Compile this program into a binary, let's say distributed_node.
# usage: `./distributed_node <listen_address> [contact_address]`
# in one shell
./distributed_node tcp://127.0.0.1:5301
# in another shell
./distributed_node tcp://127.0.0.1:5302 tcp://127.0.0.1:5301
Both processes should print "All work done" log.
The process will block on ex_actor::WaitOsExitSignal(). You should kill them manually by CTRL+C or kill command.
Fault tolerance¶
When a remote node becomes unreachable (dead, heartbeat timeout, connection refused, etc.), in-flight remote calls will throw ex_actor::ConnectionLost, by catching this exception you can handle the failure gracefully.
try {
co_await ref.Send<&YourClass::Method>();
} catch (const ex_actor::ConnectionLost& e) {
// e.node_id tells you which node was lost
// e.what() has a human-readable message
}
For example, now a node dies, you want to recreate your actor to another node:
bool connection_lost = false;
try {
co_await ref.Send<&YourClass::Method>();
} catch (const ex_actor::ConnectionLost& e) {
connection_lost = true;
}
if (connection_lost) {
std::cout << "I need a new node to join the cluster!" << std::endl;
// 1. launch a new node, either by starting a process manually,
// or using outer system's API if you are using k8s or slurm etc.
// 2. wait for the new node to be ready.
co_await ex_actor::WaitClusterState(...);
// 3. recreate your actor to the new node.

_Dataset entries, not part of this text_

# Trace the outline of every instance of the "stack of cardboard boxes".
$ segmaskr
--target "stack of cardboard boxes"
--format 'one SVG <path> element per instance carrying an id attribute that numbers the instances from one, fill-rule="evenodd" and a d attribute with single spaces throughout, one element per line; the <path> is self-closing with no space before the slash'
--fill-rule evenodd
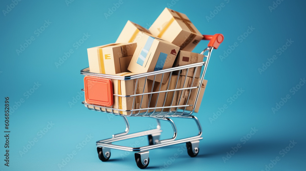
<path id="1" fill-rule="evenodd" d="M 129 76 L 200 62 L 203 61 L 204 56 L 191 52 L 203 38 L 185 15 L 166 8 L 148 30 L 128 21 L 115 43 L 88 49 L 90 71 Z M 196 69 L 196 71 L 193 68 L 183 70 L 179 73 L 173 72 L 171 76 L 170 73 L 166 73 L 162 77 L 162 74 L 159 74 L 148 77 L 147 80 L 145 78 L 138 79 L 137 82 L 135 79 L 113 79 L 114 93 L 129 96 L 134 94 L 135 89 L 136 94 L 139 94 L 199 86 L 201 67 Z M 201 85 L 195 112 L 198 111 L 207 82 L 203 80 Z M 134 96 L 114 96 L 113 107 L 126 110 L 184 105 L 186 103 L 193 104 L 198 89 L 191 89 L 191 92 L 188 89 L 136 96 L 135 101 Z M 86 98 L 85 102 L 90 103 Z M 192 108 L 188 106 L 186 110 L 191 110 Z M 156 111 L 177 110 L 175 107 L 163 108 Z M 107 111 L 124 115 L 130 113 Z"/>

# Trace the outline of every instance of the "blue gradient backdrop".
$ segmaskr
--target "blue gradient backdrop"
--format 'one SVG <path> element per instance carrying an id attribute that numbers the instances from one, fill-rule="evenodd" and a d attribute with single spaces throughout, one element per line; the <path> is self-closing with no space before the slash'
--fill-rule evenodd
<path id="1" fill-rule="evenodd" d="M 208 80 L 206 92 L 200 112 L 196 115 L 204 132 L 200 154 L 189 157 L 184 144 L 152 150 L 147 169 L 268 170 L 265 165 L 268 166 L 270 160 L 278 156 L 280 160 L 270 164 L 271 170 L 305 170 L 306 86 L 297 86 L 299 89 L 294 94 L 290 89 L 306 76 L 306 2 L 274 1 L 271 12 L 269 7 L 273 7 L 273 0 L 124 0 L 118 8 L 113 8 L 115 11 L 106 19 L 104 13 L 118 0 L 76 0 L 68 5 L 64 0 L 21 1 L 16 5 L 10 5 L 13 1 L 1 1 L 0 101 L 4 109 L 4 97 L 9 97 L 11 133 L 9 167 L 4 165 L 4 133 L 0 136 L 0 170 L 60 170 L 58 164 L 62 164 L 62 160 L 74 150 L 76 155 L 60 170 L 137 169 L 132 153 L 112 150 L 111 159 L 105 162 L 98 157 L 95 141 L 123 131 L 121 118 L 87 109 L 81 103 L 84 96 L 74 105 L 68 103 L 79 97 L 83 87 L 80 71 L 88 65 L 87 48 L 115 42 L 128 20 L 148 28 L 169 6 L 187 15 L 202 33 L 222 33 L 225 39 L 213 51 L 205 77 Z M 222 3 L 223 7 L 218 7 Z M 10 10 L 8 5 L 14 7 Z M 51 23 L 45 24 L 47 27 L 42 27 L 44 30 L 39 33 L 37 30 L 45 20 Z M 245 33 L 249 27 L 255 29 Z M 80 46 L 74 46 L 84 34 L 90 35 L 80 41 Z M 244 34 L 244 39 L 241 39 Z M 22 53 L 17 52 L 31 36 L 35 40 Z M 284 46 L 286 49 L 280 54 L 278 49 L 290 39 L 293 42 Z M 207 43 L 201 42 L 194 52 L 200 52 Z M 230 50 L 234 44 L 238 46 Z M 60 61 L 70 49 L 73 53 L 63 63 Z M 221 60 L 220 56 L 228 50 L 230 53 Z M 277 59 L 260 72 L 258 68 L 262 69 L 263 64 L 274 55 Z M 62 64 L 57 67 L 55 63 L 60 62 Z M 41 85 L 33 92 L 31 89 L 34 83 Z M 232 103 L 228 99 L 238 88 L 244 91 Z M 32 93 L 27 93 L 30 91 Z M 271 108 L 287 94 L 290 98 L 281 103 L 283 105 L 274 113 Z M 18 102 L 21 98 L 23 102 Z M 225 104 L 228 108 L 210 120 Z M 4 131 L 3 111 L 1 115 L 0 128 Z M 156 126 L 150 118 L 129 119 L 132 132 Z M 179 137 L 197 133 L 192 122 L 174 120 L 177 122 Z M 54 125 L 50 127 L 48 122 Z M 171 136 L 170 126 L 162 124 L 162 138 Z M 244 140 L 254 127 L 258 130 Z M 39 133 L 40 130 L 44 134 Z M 87 135 L 93 137 L 84 141 Z M 33 140 L 37 140 L 34 144 Z M 293 140 L 297 143 L 287 147 L 289 151 L 284 155 L 279 153 Z M 136 141 L 140 145 L 148 143 L 146 137 L 142 137 L 118 144 L 133 146 Z M 82 142 L 85 145 L 78 145 Z M 227 152 L 238 143 L 242 147 L 227 158 Z M 31 148 L 24 151 L 27 146 Z M 173 161 L 176 154 L 178 157 Z"/>

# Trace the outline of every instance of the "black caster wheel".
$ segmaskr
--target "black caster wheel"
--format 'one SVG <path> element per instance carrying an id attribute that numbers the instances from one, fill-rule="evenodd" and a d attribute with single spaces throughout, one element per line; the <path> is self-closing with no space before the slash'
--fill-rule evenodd
<path id="1" fill-rule="evenodd" d="M 140 157 L 140 155 L 136 153 L 135 153 L 135 160 L 136 161 L 136 164 L 137 165 L 137 166 L 140 169 L 144 169 L 147 167 L 149 165 L 149 163 L 150 162 L 150 158 L 148 158 L 148 159 L 144 159 L 144 162 L 145 165 L 144 165 L 142 164 Z"/>
<path id="2" fill-rule="evenodd" d="M 190 142 L 186 143 L 186 146 L 187 147 L 187 152 L 189 156 L 191 157 L 194 157 L 197 155 L 198 154 L 199 154 L 199 148 L 196 147 L 194 151 L 193 149 L 192 149 L 191 143 Z"/>
<path id="3" fill-rule="evenodd" d="M 106 151 L 106 155 L 108 157 L 106 158 L 104 156 L 104 155 L 103 155 L 103 150 L 101 147 L 97 147 L 97 151 L 98 151 L 98 155 L 99 157 L 99 159 L 102 162 L 106 162 L 110 158 L 110 152 Z"/>
<path id="4" fill-rule="evenodd" d="M 149 145 L 154 145 L 154 142 L 153 142 L 153 137 L 151 135 L 148 135 L 148 139 L 149 139 Z"/>

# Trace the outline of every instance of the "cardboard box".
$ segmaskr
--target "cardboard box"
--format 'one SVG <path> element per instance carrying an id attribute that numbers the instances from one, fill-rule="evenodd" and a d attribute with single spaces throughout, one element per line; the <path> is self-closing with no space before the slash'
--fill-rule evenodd
<path id="1" fill-rule="evenodd" d="M 172 67 L 180 48 L 149 35 L 142 34 L 128 70 L 140 74 Z M 164 74 L 163 83 L 166 81 L 169 74 Z M 155 81 L 160 82 L 161 78 L 161 74 L 157 75 Z M 148 77 L 148 79 L 153 80 L 154 76 Z"/>
<path id="2" fill-rule="evenodd" d="M 177 55 L 176 59 L 175 60 L 175 61 L 174 62 L 173 67 L 176 67 L 191 64 L 192 64 L 201 62 L 203 61 L 204 57 L 204 55 L 199 53 L 190 52 L 187 51 L 180 50 L 178 53 L 178 54 Z M 201 68 L 202 67 L 197 67 L 196 73 L 195 76 L 196 78 L 198 78 L 200 77 Z M 189 69 L 188 76 L 192 77 L 193 77 L 195 68 L 195 67 L 193 67 Z M 180 75 L 181 75 L 186 76 L 186 73 L 187 73 L 187 69 L 186 69 L 182 70 Z M 175 71 L 174 73 L 176 74 L 178 74 L 178 71 Z"/>
<path id="3" fill-rule="evenodd" d="M 182 76 L 181 82 L 181 88 L 187 87 L 198 87 L 200 84 L 200 79 L 199 78 L 195 78 L 193 83 L 191 86 L 191 83 L 192 83 L 192 78 L 187 77 L 186 78 L 186 82 L 185 84 L 184 84 L 184 82 L 185 81 L 185 76 Z M 193 105 L 194 103 L 196 97 L 196 94 L 197 93 L 198 88 L 193 89 L 191 89 L 191 92 L 190 93 L 190 95 L 189 96 L 189 100 L 188 100 L 187 102 L 187 100 L 188 99 L 188 96 L 189 96 L 189 92 L 190 92 L 190 89 L 185 89 L 180 91 L 179 93 L 179 96 L 178 97 L 177 101 L 179 102 L 178 105 L 185 105 L 186 104 Z M 182 94 L 181 96 L 181 93 Z M 181 100 L 180 101 L 180 99 Z M 193 106 L 188 106 L 186 107 L 186 110 L 188 111 L 191 111 L 193 108 Z M 181 107 L 179 108 L 180 109 L 184 109 L 185 108 L 185 107 Z"/>
<path id="4" fill-rule="evenodd" d="M 199 94 L 199 97 L 198 97 L 198 101 L 196 102 L 196 107 L 194 109 L 194 112 L 195 112 L 198 113 L 199 112 L 199 110 L 200 108 L 200 106 L 201 106 L 201 102 L 202 101 L 203 96 L 204 95 L 204 92 L 205 91 L 205 88 L 206 88 L 207 84 L 207 80 L 203 80 L 202 85 L 201 86 L 201 89 L 200 90 L 200 93 Z M 193 93 L 192 91 L 191 91 L 191 93 Z M 194 102 L 194 101 L 193 102 Z"/>
<path id="5" fill-rule="evenodd" d="M 202 34 L 185 14 L 167 8 L 149 29 L 154 36 L 191 52 L 202 38 Z"/>
<path id="6" fill-rule="evenodd" d="M 135 43 L 112 43 L 87 49 L 91 72 L 114 75 L 127 72 Z"/>
<path id="7" fill-rule="evenodd" d="M 125 24 L 116 42 L 136 42 L 140 38 L 141 33 L 150 33 L 150 32 L 147 29 L 129 20 Z"/>
<path id="8" fill-rule="evenodd" d="M 134 73 L 131 72 L 124 72 L 118 74 L 116 75 L 126 76 L 132 75 L 135 74 Z M 148 92 L 147 83 L 146 82 L 145 84 L 145 78 L 138 78 L 136 88 L 136 94 L 142 93 L 143 92 L 144 93 Z M 134 94 L 136 80 L 136 79 L 126 80 L 113 79 L 112 82 L 114 86 L 114 94 L 124 96 L 129 96 Z M 132 108 L 135 109 L 147 108 L 148 106 L 148 97 L 147 94 L 135 96 L 135 102 L 134 103 L 133 106 L 134 96 L 125 97 L 114 96 L 113 108 L 123 110 L 131 110 Z M 140 105 L 142 98 L 142 102 Z M 138 111 L 134 111 L 133 112 L 133 114 L 138 113 Z M 140 110 L 140 112 L 146 111 L 147 110 Z M 131 113 L 131 112 L 119 111 L 115 110 L 114 110 L 114 112 L 116 113 L 120 113 L 125 115 L 129 115 Z"/>
<path id="9" fill-rule="evenodd" d="M 171 79 L 170 80 L 170 84 L 169 84 L 169 87 L 168 90 L 173 90 L 175 89 L 178 89 L 181 87 L 181 78 L 182 77 L 180 76 L 178 78 L 178 81 L 177 81 L 178 75 L 174 75 L 173 74 L 171 75 Z M 160 86 L 160 91 L 164 91 L 167 90 L 167 88 L 168 87 L 168 84 L 169 83 L 169 77 L 166 80 L 166 81 L 165 84 L 162 84 L 159 82 L 155 82 L 155 83 L 154 87 L 153 87 L 153 91 L 159 91 L 159 87 Z M 152 84 L 153 81 L 149 80 L 148 82 L 148 86 L 149 87 L 149 91 L 151 91 L 151 89 L 150 88 L 152 87 Z M 177 82 L 178 84 L 176 88 L 175 88 L 175 86 Z M 174 92 L 175 92 L 175 93 Z M 150 107 L 155 107 L 155 105 L 156 107 L 162 107 L 163 106 L 176 106 L 177 105 L 178 101 L 177 101 L 178 99 L 178 96 L 179 94 L 179 90 L 176 91 L 171 91 L 168 92 L 166 93 L 166 92 L 160 93 L 154 93 L 152 94 L 152 96 L 151 98 L 151 100 L 150 103 Z M 158 95 L 158 100 L 157 99 Z M 149 98 L 150 98 L 150 96 L 149 95 Z M 166 101 L 165 101 L 165 97 L 166 97 Z M 173 101 L 172 102 L 172 99 Z M 165 101 L 165 104 L 164 105 L 164 102 Z M 171 103 L 172 103 L 171 105 Z M 163 111 L 169 111 L 170 108 L 164 108 L 162 110 Z M 172 107 L 171 108 L 171 110 L 172 111 L 176 110 L 176 108 Z M 162 109 L 156 109 L 156 111 L 161 111 Z M 153 111 L 153 110 L 152 110 Z"/>

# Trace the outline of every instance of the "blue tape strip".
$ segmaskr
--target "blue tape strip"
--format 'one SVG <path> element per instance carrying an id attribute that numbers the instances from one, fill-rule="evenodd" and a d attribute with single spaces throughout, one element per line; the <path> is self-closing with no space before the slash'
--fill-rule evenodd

The original actor's state
// is lost forever, it's your responsibility to handle the state recovery.
auto new_ref = co_await ex_actor::Spawn<&YourClass::Create>().ToNode(new_node_id);
}
Architecture details¶
Serialization¶
We choose reflect-cpp as the serialization library. It is a reflection-based C++20 serialization library, which can serialize basic structs automatically, avoiding a lot of boilerplate code.
As for the protocol, since we have a fixed schema by nature(all nodes use the same binary, so the types are the same across all nodes), we can take advantage of a schemafull protocol. For this reason, we choose Cap'n Proto from reflect-cpp's supported protocols.
Network¶
We choose ZeroMQ, it's a well-known and sophisticated message passing library.
The topology is a full mesh. Each node holds one receive DEALER socket bound locally and several send DEALER sockets connected to other nodes.
The node states are synchronized via gossip protocol, no centralized coordination node.